Celui qui garde ses rêves de Mah Chong-gi

Le poète coréen, par la langue, Mah Chong-gi est né à Tokyo en 1939, période troublée, s’il en est, et encore douloureusement présente actuellement, pour l’histoire des hommes de cette région du monde. Il a grandi en Corée, dans une famille où les questions liées à l’art n’étaient pas un vain mot (son père, écrivain, éditait des revues littéraires ; sa mère a contribué à l’introduction de la danse moderne en Corée). Mah Chong-gi est considéré comme l’une des grandes voix de la poésie coréenne contemporaine, ce dont personne ne doutera à la lecture de ce très bel ensemble de textes ; une poésie au sujet de laquelle il sera utile de se reporter ici.

Engagé politiquement durant son service militaire, en Corée, le poète a été arrêté en 1965 et a décidé de quitter son pays – pour les Etats-Unis. Selon son éditeur, le fait d’être un « exilé resté fidèle à sa langue » est une caractéristique majeure de son œuvre. Il y a beaucoup de force dans cet humain/poète, en effet ; un humain/poète obligé de rompre avec sa terre, sa famille, ses proches, sa géographie et, d’une certaine manière – car comment y échapper entièrement en exil ? – avec sa culture et son histoire. Et pourtant, il s’agit de vivre, et de vivre libre. La vie, la liberté, c’est ce qui ressort avec le plus de vigueur, et sans doute de beauté, à la lecture de ce choix de poèmes, choix établi sur une période allant de 1980 à 2010. Plus le lecteur avance dans les pages du poète, plus il est évident qu’une forme de sagesse spirituelle naît de la force associée à la beauté des poèmes de Mah Chong-gi. Et c’est aussi ce qui apparaît d’évidence si on lit successivement un poème tel que « À quoi sert un poète ? », poème tout en engagement politique et ce texte que l’auteur a donné à son traducteur il y a peu, texte reproduit en fin de volume, « Je parle de ma poésie », texte vertical et vivant. La vie du poète est un voyage, tant sur le plan matériel que plus directement humain – c'est-à-dire poétique. Le genre de voyage où la trame intérieure, même influencée par les événements immédiatement visibles, importe et imprime bien plus que toute apparence : c’est de sa propre édification en tant qu’homme/poète dont parle Mah Chong-gi dans sa belle et forte poésie. Point de ressentiment ou de martyrologie dans Celui qui garde ses rêves, tout au contraire ; et le titre, superbe, de ce livre suffirait à le dire. C’est bien cet « élan de spiritualité » dont parle joliment son traducteur qui frappe son lecteur.
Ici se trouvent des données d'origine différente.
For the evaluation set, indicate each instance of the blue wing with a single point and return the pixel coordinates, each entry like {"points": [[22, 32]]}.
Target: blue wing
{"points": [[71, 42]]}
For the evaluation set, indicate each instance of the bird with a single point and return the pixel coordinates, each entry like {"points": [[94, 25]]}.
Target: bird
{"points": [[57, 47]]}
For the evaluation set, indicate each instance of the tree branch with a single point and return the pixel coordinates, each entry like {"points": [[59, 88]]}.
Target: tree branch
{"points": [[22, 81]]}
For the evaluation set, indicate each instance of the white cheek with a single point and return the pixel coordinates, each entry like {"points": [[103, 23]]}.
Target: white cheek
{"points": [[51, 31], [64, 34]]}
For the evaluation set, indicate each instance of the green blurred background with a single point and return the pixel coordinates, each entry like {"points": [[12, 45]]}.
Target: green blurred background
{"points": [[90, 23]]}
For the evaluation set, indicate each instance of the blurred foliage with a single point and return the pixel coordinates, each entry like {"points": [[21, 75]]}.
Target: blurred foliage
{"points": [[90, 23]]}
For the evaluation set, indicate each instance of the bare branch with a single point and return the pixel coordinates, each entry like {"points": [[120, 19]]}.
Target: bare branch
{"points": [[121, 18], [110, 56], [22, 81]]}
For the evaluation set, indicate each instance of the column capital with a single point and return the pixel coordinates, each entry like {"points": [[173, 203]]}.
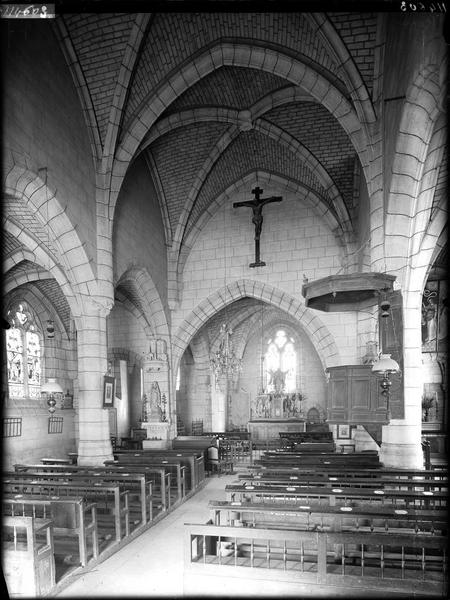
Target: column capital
{"points": [[97, 306]]}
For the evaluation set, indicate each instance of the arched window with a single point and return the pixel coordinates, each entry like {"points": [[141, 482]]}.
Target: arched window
{"points": [[281, 363], [23, 346]]}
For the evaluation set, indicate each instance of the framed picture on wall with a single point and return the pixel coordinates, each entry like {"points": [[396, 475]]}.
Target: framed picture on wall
{"points": [[109, 385], [343, 432]]}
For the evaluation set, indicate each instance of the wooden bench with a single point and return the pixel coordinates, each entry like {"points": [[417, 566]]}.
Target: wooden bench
{"points": [[331, 496], [56, 461], [410, 564], [306, 436], [316, 517], [156, 476], [159, 474], [140, 492], [72, 518], [27, 556], [195, 462], [314, 479], [111, 499], [349, 471]]}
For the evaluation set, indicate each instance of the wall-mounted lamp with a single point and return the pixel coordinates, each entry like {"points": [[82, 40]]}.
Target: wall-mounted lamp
{"points": [[49, 391], [386, 366], [50, 329]]}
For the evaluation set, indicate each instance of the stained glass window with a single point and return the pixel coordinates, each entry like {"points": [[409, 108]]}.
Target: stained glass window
{"points": [[280, 363], [23, 348]]}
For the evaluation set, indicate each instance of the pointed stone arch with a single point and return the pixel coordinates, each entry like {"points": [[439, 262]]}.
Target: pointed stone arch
{"points": [[237, 55], [318, 333], [152, 307]]}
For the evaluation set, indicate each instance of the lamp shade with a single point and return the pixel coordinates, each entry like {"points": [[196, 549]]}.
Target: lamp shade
{"points": [[385, 364], [51, 387]]}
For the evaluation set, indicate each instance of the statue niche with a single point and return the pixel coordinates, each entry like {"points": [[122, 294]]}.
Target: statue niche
{"points": [[152, 411], [278, 380]]}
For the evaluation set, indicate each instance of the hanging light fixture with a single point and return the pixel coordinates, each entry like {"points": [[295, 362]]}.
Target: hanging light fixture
{"points": [[385, 365], [50, 391], [224, 361]]}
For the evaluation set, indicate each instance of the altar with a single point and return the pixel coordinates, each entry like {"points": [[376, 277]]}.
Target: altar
{"points": [[276, 412], [267, 429]]}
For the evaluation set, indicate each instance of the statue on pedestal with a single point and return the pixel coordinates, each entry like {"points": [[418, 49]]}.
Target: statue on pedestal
{"points": [[152, 412], [278, 379]]}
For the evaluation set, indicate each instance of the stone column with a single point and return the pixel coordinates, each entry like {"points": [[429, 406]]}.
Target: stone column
{"points": [[401, 439], [219, 394], [94, 445], [156, 369]]}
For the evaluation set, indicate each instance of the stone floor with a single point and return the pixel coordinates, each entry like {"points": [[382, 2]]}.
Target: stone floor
{"points": [[153, 565]]}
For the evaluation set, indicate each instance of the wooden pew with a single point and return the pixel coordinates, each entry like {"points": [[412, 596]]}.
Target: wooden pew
{"points": [[139, 490], [316, 517], [195, 462], [387, 563], [72, 517], [55, 461], [156, 477], [279, 457], [306, 436], [331, 496], [109, 497], [349, 471], [314, 479], [27, 556], [152, 468]]}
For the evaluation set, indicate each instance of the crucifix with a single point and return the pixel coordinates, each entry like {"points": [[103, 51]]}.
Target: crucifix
{"points": [[257, 219]]}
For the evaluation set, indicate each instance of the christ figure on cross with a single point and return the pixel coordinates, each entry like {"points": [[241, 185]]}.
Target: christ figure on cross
{"points": [[256, 205]]}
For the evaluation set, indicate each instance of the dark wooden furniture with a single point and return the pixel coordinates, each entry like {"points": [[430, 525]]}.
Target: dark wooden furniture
{"points": [[27, 556], [369, 518], [380, 562], [74, 522], [113, 512], [336, 495]]}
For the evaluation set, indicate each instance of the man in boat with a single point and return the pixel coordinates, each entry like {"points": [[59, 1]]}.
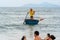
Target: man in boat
{"points": [[31, 13]]}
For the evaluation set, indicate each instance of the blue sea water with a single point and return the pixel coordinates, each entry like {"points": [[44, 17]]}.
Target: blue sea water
{"points": [[12, 27]]}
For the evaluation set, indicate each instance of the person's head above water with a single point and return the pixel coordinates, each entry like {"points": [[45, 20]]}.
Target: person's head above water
{"points": [[31, 9], [48, 34], [36, 33], [52, 37], [23, 38]]}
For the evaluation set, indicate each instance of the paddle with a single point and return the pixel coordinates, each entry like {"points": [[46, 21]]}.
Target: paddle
{"points": [[25, 17]]}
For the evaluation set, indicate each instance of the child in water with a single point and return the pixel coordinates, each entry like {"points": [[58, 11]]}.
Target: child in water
{"points": [[36, 35], [23, 38]]}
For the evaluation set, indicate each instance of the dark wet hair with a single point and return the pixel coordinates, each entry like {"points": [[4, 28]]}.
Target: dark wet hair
{"points": [[48, 34], [23, 38], [36, 32], [52, 37]]}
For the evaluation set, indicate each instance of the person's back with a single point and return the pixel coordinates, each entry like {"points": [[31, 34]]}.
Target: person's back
{"points": [[31, 13], [36, 35]]}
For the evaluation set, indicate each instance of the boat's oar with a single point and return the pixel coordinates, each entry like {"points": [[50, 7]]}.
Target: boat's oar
{"points": [[25, 17]]}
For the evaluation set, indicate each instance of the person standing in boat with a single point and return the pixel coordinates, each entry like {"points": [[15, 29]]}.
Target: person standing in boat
{"points": [[31, 13]]}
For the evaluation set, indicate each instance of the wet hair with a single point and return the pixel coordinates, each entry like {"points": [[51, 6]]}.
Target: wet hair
{"points": [[52, 37], [48, 34], [23, 38], [36, 32]]}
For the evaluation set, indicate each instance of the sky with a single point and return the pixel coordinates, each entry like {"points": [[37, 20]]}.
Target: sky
{"points": [[18, 3]]}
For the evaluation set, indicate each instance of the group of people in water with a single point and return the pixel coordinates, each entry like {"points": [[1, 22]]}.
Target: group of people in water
{"points": [[32, 13], [37, 37]]}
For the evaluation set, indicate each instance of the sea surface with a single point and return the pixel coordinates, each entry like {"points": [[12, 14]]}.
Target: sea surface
{"points": [[12, 27]]}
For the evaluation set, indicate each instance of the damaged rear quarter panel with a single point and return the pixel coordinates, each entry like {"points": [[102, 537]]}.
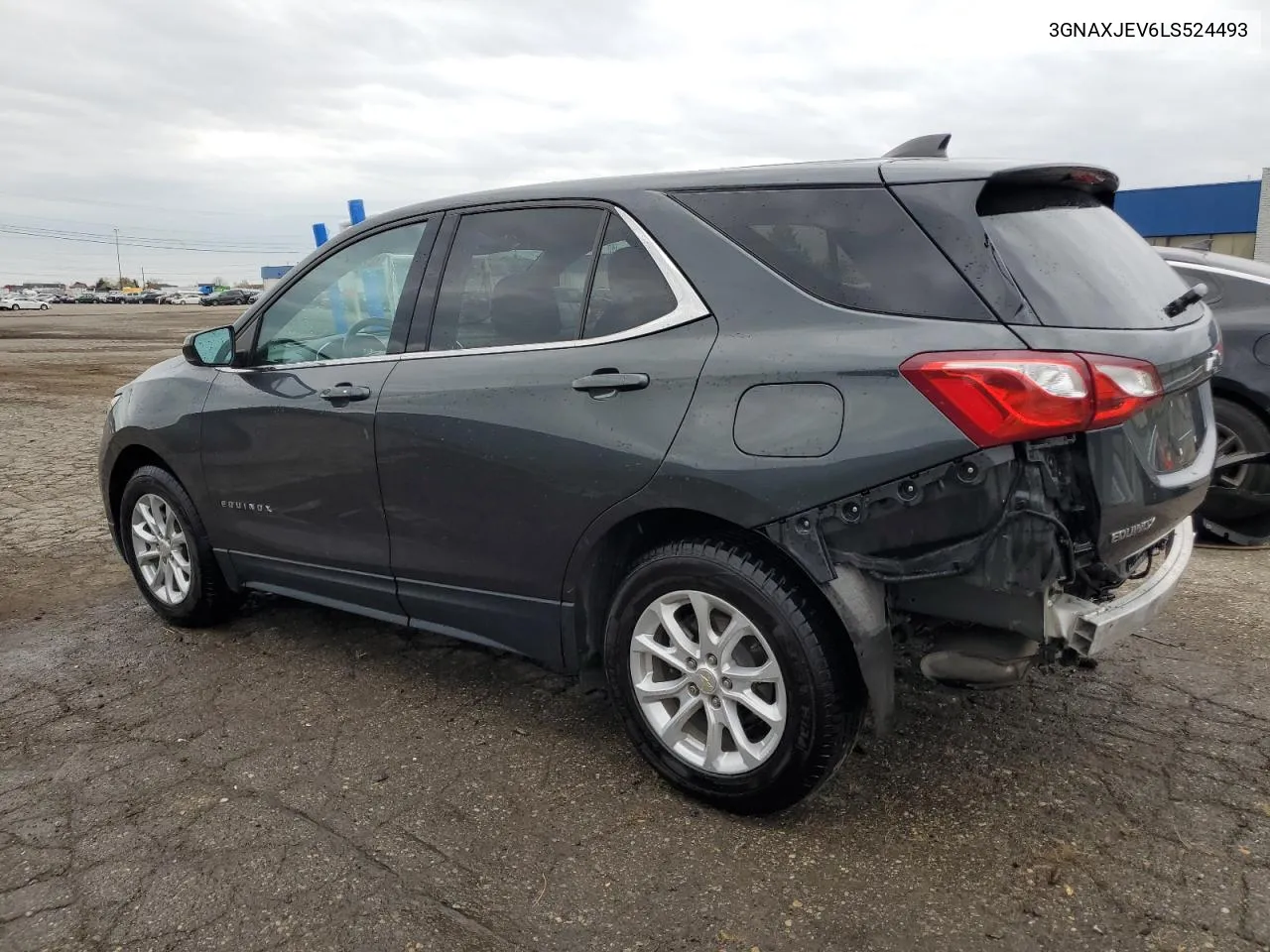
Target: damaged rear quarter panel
{"points": [[772, 333]]}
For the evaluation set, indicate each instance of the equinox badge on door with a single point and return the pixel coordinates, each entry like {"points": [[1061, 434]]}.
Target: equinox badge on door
{"points": [[250, 507]]}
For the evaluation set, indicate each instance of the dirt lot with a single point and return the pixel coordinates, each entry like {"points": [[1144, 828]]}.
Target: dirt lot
{"points": [[312, 780]]}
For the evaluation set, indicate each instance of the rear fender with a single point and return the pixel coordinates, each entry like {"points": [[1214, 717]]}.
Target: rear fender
{"points": [[860, 603]]}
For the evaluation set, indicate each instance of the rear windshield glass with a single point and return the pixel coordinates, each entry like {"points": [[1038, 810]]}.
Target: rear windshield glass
{"points": [[849, 246], [1079, 263]]}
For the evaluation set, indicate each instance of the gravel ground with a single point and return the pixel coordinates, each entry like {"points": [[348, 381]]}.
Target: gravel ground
{"points": [[314, 780]]}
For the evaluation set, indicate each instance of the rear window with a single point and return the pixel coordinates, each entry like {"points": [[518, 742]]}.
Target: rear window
{"points": [[849, 246], [1079, 263]]}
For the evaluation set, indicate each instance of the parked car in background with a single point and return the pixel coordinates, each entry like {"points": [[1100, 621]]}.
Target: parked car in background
{"points": [[1238, 293], [991, 409], [19, 302], [232, 296]]}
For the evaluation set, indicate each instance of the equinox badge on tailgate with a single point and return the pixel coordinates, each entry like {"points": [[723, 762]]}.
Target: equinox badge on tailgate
{"points": [[1130, 531]]}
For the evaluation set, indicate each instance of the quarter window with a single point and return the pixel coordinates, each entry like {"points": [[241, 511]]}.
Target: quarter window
{"points": [[849, 246], [516, 277], [343, 307], [629, 289]]}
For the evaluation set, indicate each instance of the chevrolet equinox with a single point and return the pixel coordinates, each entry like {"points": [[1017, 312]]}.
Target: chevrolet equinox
{"points": [[737, 438]]}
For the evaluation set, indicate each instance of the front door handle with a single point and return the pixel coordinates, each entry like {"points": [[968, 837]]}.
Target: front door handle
{"points": [[607, 382], [344, 393]]}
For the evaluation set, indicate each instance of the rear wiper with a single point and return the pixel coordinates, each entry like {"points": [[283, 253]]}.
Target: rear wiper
{"points": [[1185, 299]]}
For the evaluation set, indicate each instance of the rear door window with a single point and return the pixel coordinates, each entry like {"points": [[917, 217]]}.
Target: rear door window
{"points": [[851, 246], [1079, 263], [513, 278]]}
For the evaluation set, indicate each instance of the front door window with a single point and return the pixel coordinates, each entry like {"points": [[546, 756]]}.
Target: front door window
{"points": [[343, 307]]}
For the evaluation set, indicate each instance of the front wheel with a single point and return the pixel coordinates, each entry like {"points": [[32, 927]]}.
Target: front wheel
{"points": [[729, 676], [167, 547], [1239, 430]]}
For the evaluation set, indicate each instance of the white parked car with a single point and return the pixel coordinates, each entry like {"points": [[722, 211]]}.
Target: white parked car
{"points": [[23, 303]]}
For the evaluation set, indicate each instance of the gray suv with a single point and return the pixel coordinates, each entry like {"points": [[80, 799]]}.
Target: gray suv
{"points": [[738, 438]]}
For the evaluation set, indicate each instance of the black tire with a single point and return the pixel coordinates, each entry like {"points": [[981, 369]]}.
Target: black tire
{"points": [[1252, 435], [825, 696], [208, 599]]}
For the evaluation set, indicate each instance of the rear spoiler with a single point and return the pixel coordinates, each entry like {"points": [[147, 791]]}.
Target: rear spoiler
{"points": [[1098, 182]]}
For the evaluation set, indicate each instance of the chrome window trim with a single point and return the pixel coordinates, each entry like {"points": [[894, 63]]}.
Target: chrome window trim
{"points": [[1213, 270], [689, 307]]}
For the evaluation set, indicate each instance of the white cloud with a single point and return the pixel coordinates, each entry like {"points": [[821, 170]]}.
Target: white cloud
{"points": [[244, 121]]}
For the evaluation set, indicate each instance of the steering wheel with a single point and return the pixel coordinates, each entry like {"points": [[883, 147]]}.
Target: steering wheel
{"points": [[361, 327]]}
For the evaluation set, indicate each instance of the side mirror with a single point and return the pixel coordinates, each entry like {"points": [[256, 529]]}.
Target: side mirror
{"points": [[209, 348]]}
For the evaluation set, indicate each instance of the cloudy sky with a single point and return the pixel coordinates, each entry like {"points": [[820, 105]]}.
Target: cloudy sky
{"points": [[227, 127]]}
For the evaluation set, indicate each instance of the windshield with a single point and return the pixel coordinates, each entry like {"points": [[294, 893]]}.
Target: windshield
{"points": [[1079, 263]]}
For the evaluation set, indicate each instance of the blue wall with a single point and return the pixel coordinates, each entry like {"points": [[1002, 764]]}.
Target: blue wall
{"points": [[1223, 208]]}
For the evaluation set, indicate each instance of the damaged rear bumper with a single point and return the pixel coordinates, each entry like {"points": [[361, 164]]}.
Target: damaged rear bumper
{"points": [[1091, 629]]}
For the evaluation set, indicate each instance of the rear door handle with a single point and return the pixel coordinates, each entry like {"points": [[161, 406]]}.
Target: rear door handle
{"points": [[608, 382], [344, 393]]}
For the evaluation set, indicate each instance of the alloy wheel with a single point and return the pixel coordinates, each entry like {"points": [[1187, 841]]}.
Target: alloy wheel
{"points": [[162, 548], [707, 682], [1228, 443]]}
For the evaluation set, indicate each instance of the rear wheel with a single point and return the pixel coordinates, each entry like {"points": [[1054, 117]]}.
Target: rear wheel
{"points": [[167, 547], [729, 678], [1241, 430]]}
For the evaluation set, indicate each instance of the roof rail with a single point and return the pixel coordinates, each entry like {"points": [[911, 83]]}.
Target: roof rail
{"points": [[922, 148]]}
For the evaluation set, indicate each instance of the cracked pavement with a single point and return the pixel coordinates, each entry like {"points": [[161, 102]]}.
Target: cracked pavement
{"points": [[314, 780]]}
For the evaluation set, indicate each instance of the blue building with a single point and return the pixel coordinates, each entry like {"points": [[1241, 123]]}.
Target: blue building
{"points": [[271, 275], [1230, 217]]}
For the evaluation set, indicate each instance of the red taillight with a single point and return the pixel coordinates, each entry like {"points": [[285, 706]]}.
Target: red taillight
{"points": [[1007, 397]]}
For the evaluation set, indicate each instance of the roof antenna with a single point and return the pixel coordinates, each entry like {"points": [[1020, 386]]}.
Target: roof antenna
{"points": [[922, 148]]}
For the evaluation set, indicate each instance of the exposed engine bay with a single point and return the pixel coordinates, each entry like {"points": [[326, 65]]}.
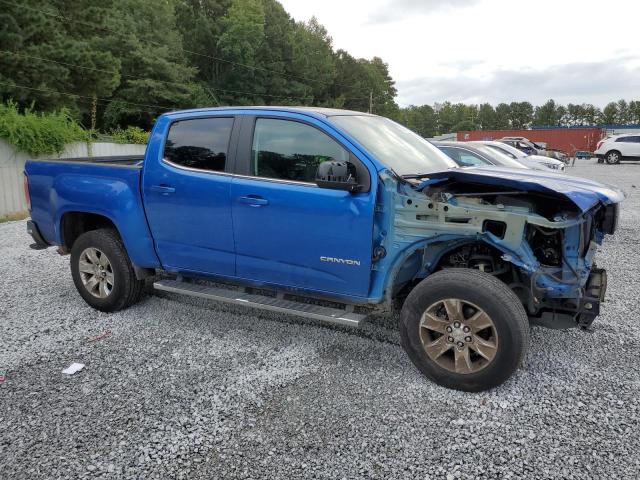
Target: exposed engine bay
{"points": [[540, 244]]}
Mah Chong-gi est l’auteur d’une dizaine de recueils et d’essais, écrits en coréen, et publiés en Corée, ce qui lui a valu plusieurs prix littéraires. On le comprend sans peine à la lecture, par exemple, de ce crépuscule de diaspora.      

Le crépuscule de la diaspora

 

Même si je ne l’ai pas souhaité
je vous dis au revoir,
je m’en vais maintenant.
Vivre serait partir toujours,
même l’eau de la rivière ne fait que partir tout le jour.
Telle l’âme du courant quelques oiseaux aquatiques
me laissent dans les yeux une ombre blanche.

Je suis arrivé jusqu’à un col où je ne puis plus savoir
si une vie est toujours longue et ennuyeuse
ou vainement fugace.
En veillant sur vous, en attendant,
dans quelle région frontière ai-je vécu ?

S’en vont au loin les jours pieux et pleins de vie
où je croyais dur que seule la vie candide et ouverte
est le chemin du poète et son dernier héritage
et le soir sommeille en changeant de couleurs.

Je ne me fierai qu’à votre dernière étreinte.
C’est seulement après vous avoir rencontré
que mon chant a vibré de l’accord ravissant du corps nu.
D’autres sentiments diminuent en s’effaçant
et seule la douceur des souffles me restent.
À mon âge, cela me tire encore des larmes.

2010

 

Traduit du coréen par Kim Hyun-ja,

extrait de Celui qui garde ses rêves, éditions Bruno Doucey, 2014.